A Maryland county and a Christian prison ministry have agreed to settle a lawsuit filed by an imam barred from serving as a jail chaplain because he is Muslim.
The Council on American-Islamic Relations announced the $195,000 settlement for Edrees Bridges, who sued Prince George’s County and Prison Ministry of America in 2021 after learning chaplain supervisors were required to be Christian.
The settlement agreement includes Bridges’ appointment as a volunteer jail chaplain by the county and the ministry’s agreement to stop using religious tests for paid chaplains moving forward, CAIR said.
“Prison Ministry of America shall not use the Statement of Applicant’s Christian Faith, or any similar Statement of Faith, for positions of employment in jails or prisons under exclusive government contract,” according to the agreement filed with the U.S. District Court for the District of Maryland.
“The First Amendment protects all of us,” said John Fossum, staff attorney for the CAIR Legal Defense Fund, which represented Bridges along with Mirriam Seddiq with Seddiq Law Maryland.
Bridges’ 2023 motion for summary judgment described him as a special agent with the U.S. Capitol Police with a master of divinity degree focused on chaplaincy. In 2021, the Maryland National Guard listed the imam as a first lieutenant and the first Muslim chaplain in the organization’s history. The Office of the Chaplain for the U.S. House of Representatives said Bridges offered the opening prayer to begin a legislative session in 2024.
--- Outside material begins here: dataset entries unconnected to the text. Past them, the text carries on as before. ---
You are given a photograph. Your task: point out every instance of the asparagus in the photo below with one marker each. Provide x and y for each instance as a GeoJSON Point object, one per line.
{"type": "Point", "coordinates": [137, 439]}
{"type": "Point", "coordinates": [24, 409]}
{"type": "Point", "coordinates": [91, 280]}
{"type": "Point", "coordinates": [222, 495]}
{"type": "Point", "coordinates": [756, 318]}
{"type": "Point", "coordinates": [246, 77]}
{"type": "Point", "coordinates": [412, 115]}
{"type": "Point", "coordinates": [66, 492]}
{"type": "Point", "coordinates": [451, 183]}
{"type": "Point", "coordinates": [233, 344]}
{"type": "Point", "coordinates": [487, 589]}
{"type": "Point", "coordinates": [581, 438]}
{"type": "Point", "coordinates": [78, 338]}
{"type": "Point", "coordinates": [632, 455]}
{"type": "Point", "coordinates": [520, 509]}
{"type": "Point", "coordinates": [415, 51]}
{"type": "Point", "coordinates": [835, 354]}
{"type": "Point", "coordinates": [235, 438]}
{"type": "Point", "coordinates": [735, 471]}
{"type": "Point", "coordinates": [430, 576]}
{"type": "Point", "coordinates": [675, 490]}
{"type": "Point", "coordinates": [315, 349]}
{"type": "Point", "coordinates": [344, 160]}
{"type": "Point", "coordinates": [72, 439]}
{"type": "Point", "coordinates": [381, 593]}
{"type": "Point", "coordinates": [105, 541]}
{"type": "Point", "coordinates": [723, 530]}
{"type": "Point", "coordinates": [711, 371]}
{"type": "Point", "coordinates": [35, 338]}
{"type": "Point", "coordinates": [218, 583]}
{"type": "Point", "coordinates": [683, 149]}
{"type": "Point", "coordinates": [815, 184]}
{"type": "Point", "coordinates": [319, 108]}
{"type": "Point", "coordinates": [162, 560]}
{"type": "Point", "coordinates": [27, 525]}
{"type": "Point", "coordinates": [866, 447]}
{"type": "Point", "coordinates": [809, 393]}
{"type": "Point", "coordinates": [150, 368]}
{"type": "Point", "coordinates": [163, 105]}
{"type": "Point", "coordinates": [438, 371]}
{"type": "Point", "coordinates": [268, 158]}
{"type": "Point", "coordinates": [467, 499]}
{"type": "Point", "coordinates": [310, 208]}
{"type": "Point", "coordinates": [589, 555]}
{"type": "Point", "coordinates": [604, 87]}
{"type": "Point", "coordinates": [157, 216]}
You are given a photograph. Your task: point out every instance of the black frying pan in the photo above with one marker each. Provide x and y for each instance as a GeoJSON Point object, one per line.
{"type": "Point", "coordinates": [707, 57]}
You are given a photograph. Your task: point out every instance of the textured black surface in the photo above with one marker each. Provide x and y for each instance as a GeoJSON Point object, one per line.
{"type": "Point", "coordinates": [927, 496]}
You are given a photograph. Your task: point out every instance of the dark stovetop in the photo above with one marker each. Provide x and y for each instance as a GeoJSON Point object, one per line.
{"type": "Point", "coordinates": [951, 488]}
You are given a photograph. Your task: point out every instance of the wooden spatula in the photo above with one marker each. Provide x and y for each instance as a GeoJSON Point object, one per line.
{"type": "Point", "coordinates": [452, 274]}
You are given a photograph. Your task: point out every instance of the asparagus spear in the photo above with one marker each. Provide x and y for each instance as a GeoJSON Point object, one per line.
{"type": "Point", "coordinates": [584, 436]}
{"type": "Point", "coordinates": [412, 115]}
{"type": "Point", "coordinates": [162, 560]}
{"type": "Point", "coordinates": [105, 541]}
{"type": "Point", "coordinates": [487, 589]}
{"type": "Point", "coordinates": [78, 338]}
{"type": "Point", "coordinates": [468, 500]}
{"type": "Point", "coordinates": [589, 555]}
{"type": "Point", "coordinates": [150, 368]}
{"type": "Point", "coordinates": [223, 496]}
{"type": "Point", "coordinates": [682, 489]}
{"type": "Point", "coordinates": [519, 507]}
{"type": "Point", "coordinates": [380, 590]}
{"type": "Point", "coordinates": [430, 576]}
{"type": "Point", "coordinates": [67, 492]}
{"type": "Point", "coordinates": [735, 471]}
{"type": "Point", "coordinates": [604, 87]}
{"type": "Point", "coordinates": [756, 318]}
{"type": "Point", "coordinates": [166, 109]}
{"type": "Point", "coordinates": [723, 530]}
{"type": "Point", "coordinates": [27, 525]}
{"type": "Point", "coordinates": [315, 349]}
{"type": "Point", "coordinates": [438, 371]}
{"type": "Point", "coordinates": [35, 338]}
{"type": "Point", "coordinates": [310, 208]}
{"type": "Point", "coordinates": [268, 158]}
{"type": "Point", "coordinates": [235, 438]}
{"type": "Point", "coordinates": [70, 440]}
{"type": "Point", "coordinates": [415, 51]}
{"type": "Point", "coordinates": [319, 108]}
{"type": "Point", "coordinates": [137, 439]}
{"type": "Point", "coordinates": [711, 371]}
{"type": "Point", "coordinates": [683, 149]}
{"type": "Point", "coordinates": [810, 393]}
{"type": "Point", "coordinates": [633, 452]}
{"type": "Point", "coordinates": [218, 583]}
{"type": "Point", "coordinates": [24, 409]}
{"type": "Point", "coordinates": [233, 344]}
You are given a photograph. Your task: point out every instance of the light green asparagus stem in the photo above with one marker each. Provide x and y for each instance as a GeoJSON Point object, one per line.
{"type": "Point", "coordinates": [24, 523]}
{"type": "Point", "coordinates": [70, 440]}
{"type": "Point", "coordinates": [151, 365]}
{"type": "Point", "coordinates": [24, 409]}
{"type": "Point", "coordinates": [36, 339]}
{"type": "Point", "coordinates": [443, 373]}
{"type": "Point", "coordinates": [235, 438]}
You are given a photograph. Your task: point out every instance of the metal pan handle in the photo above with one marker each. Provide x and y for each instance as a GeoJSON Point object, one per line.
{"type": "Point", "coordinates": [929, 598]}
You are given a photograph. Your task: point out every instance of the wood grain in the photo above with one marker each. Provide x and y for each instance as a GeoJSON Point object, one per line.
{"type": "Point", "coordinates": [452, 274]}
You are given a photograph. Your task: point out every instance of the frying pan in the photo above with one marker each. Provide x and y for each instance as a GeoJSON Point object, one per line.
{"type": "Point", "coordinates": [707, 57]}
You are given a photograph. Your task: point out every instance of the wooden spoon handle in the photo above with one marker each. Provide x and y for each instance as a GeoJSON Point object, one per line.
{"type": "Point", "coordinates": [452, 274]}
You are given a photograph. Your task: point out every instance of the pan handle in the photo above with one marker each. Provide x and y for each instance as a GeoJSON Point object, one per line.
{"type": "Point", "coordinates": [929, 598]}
“He was highly educated, deeply experienced and perfectly suited for the job,” Siddiq said. “A requirement of Christian faith for a position that serves no particular religion is a discriminatory religious test.”
Bridges previously had served as a volunteer at the Prince George’s County Jail when he sought to apply for a chaplain supervisor position in 2021. But he could not even apply because Prison Ministry America required candidates to sign statements committing to “a lifestyle of Christianity” if hired, according to the request for summary judgment.
“Prison Ministries of America, the contractor who advertised the position, claims the Statement of Applicant’s Christian Faith is optional. But on the face of the Statement, where it states that employees ‘are committed to a lifestyle of Christianity,’ not ‘might be committed,’ that’s not true.”
CAIR and Siddiq Law said the policy is a clear violation of the U.S. Constitution.
“The Establishment Clause prohibits an official government religion. And the Free Exercise Clause prohibits discrimination against people of faith or particular faiths, including in government employment. Nor was there a need for a specifically Christian chaplain, as the chaplaincy supervisor would supervise religious programming at the jail for all religions.”
Bridges’ service as a chaplain was inspired by an encounter with a chaplain while serving with the U.S. Capitol Police, according to the Institute for Islamic, Christian and Jewish Studies.
“At that moment, it did something to me where I said, ‘This is what I want to do.’ You know, we call it silence, but we are always hearing things. We’re always communicating. And I think it was that voice within, that voice of guidance that was driving me to where I need to be.”
Bridges added he was initially surprised to learn chaplaincy is not about promoting spirituality or winning converts.
“Chaplaincy is about looking within, learning how to deal with your trauma” and learning “how can you take those pieces and still make progress in life. Once you learn how to do that, you have the ability to partner with others as they are working through those things to discover, or rediscover, their purpose in life.”
Working at the Prince George’s County Jail was an especially powerful experience, he said. “I’m there for every human being — every human being — to journey with them.”